Aluminium is a metal that is ubiquitous in our daily lives yet rarely visible to consumers. Lightweight, durable and recyclable, it is indispensable to diverse sectors such as the automotive industry, construction, packaging and energy transition technologies. However, behind this apparent normality lies a fragile global market where even minor disruptions can have significant effects.

Aluminium is widely produced, but only a portion of this production is available on international markets.

China produces more than half of the world’s aluminium. However, it consumes most of it domestically to meet its industrial and infrastructure needs. Export volumes therefore remain limited.

The aluminium circulating globally comes mainly from a limited number of countries: Canada, Norway, Iceland, Russia, Australia, India, Mozambique and countries in the Middle East. The Middle East holds a special position. Although the region produces only 8 to 10% of the world’s aluminium, this is essential because a large portion of this production is intended for export. Thus, the Middle East supplies a significant proportion of the aluminium actually available on the global market.

Europe is heavily dependent on imports.

Aluminium production in Europe has declined sharply in recent years. The sustained rise in electricity prices has led to the closure or shutdown of many smelters.

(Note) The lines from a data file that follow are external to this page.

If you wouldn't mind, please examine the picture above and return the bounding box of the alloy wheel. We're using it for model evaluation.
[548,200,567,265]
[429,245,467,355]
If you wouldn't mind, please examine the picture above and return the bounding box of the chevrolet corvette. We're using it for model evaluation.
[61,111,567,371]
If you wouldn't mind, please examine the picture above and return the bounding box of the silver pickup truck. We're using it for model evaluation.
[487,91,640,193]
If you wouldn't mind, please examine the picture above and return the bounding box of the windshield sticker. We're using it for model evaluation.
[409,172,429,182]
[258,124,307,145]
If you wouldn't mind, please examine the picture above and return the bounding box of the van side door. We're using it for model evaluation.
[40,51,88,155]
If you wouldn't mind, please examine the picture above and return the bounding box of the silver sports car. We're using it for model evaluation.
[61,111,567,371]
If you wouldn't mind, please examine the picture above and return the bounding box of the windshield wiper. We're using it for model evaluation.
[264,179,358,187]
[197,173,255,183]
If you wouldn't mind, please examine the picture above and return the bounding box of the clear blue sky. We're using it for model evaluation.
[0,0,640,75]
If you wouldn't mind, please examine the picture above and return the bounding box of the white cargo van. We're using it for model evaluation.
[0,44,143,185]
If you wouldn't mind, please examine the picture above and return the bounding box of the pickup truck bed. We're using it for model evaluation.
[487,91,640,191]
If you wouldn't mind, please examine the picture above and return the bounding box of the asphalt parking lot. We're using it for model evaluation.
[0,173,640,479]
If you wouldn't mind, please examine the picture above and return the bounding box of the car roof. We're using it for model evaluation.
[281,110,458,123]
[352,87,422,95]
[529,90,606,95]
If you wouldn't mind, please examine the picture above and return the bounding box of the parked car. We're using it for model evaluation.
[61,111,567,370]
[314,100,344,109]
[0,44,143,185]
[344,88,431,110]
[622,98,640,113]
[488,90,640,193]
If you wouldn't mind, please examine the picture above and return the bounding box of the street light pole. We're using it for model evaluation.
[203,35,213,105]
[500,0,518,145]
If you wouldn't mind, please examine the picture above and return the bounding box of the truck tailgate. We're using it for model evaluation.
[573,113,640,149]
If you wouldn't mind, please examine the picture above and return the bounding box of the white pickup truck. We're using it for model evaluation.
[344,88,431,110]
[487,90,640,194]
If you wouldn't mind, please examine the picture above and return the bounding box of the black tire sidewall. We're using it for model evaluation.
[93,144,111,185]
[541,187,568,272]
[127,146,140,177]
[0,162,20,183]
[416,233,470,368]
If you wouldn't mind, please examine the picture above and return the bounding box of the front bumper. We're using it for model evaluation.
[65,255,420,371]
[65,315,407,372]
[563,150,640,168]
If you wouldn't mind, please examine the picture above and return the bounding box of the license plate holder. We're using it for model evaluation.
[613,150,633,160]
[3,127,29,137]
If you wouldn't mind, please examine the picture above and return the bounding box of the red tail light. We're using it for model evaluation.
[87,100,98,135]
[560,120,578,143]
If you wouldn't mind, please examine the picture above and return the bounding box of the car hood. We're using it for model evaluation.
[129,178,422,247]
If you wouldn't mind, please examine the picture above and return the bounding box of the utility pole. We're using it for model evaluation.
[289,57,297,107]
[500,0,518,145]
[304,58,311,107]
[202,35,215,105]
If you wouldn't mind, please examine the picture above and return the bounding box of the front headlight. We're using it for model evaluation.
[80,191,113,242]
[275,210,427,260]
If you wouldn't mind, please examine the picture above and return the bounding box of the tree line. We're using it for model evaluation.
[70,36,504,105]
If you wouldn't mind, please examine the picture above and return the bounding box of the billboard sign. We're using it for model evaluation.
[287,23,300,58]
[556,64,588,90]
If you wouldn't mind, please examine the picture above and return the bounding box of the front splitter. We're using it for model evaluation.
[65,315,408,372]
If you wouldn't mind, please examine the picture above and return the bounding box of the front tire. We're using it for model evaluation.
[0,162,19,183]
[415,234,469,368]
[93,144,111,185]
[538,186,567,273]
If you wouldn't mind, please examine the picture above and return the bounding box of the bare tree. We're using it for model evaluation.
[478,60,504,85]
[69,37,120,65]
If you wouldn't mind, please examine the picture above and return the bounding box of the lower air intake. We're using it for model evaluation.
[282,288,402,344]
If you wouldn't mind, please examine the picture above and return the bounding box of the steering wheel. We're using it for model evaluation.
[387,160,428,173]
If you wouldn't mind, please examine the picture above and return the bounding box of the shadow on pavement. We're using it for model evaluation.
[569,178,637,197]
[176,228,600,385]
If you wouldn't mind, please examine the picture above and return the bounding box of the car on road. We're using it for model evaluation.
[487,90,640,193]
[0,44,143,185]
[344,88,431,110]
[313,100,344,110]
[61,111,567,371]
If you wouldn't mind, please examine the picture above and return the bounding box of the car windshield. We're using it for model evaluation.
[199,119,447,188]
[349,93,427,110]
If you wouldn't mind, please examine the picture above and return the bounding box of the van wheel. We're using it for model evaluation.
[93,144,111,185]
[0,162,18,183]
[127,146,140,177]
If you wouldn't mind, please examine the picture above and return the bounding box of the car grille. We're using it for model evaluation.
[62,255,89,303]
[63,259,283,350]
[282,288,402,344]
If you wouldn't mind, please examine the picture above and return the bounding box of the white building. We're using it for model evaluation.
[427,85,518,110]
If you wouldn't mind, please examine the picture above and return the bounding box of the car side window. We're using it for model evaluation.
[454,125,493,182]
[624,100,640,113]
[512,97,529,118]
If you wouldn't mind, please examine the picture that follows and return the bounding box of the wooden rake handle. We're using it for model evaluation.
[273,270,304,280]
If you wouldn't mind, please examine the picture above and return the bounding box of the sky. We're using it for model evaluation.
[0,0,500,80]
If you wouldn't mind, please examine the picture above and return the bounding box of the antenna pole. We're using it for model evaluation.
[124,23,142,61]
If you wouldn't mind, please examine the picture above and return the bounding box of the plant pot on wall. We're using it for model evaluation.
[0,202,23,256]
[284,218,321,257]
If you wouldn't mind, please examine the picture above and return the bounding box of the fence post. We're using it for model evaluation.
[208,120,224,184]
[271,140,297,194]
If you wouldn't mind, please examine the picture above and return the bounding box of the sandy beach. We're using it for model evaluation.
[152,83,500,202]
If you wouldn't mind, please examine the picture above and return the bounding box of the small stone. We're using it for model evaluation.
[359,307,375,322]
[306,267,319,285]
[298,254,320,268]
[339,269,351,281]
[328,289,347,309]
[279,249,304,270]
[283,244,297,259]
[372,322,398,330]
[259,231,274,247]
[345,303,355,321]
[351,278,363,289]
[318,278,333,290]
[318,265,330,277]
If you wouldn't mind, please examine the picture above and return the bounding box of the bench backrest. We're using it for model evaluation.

Today, the European industry relies heavily on imports to operate. A significant proportion of the aluminium consumed in Europe originates from a few key regions, notably the Middle East, which accounts for around a fifth of European imports, alongside shipments from Norway, Iceland and Canada. This concentration makes Europe particularly vulnerable to any disruption affecting its main suppliers or international logistics routes.

In a market where inventories are relatively limited, the temporary loss of just a few percent of the global supply can quickly cause imbalances.

Why the market reacts quickly

The market reacts quickly because aluminium production is highly energy-intensive and relies on heavy infrastructure that is difficult to replace in the short term. When a key exporting region faces constraints, whether industrial, logistical or geopolitical, the most mobile volumes are affected first.

Supply chains must then be reorganised, with some routes lengthening and lead times and costs rising. Markets quickly factor in these tensions, resulting in higher prices and additional premiums to secure physical metal.

Even when the situation improves, the effects can linger. Restarting a smelter or restoring trade flows takes time, which puts pressure on the market.

An invisible yet central metal

Aluminium is an invisible yet central metal found in car bodies, cans, windows, building facades, electrical cables, wind turbines, and solar panels. It is one of the key materials of the energy transition because it combines lightness, strength and recyclability.

The end consumer almost never directly perceives the metal. However, prolonged market tension can result in higher prices for goods or increased construction and equipment costs with a certain time lag.

The key role of traders

Aluminium traders play a key role in connecting producers and industrial users. Their mission is to maintain the continuity of supply flows, even when conditions become more constrained.

They reroute shipments, mobilise available stock, identify alternative sources and adjust contracts to ensure supply to the most vulnerable customers. They also use financial markets to manage price volatility and absorb some of the shocks.

Thanks to this discreet yet essential work, downstream industries can generally continue to operate, even during periods of market tension.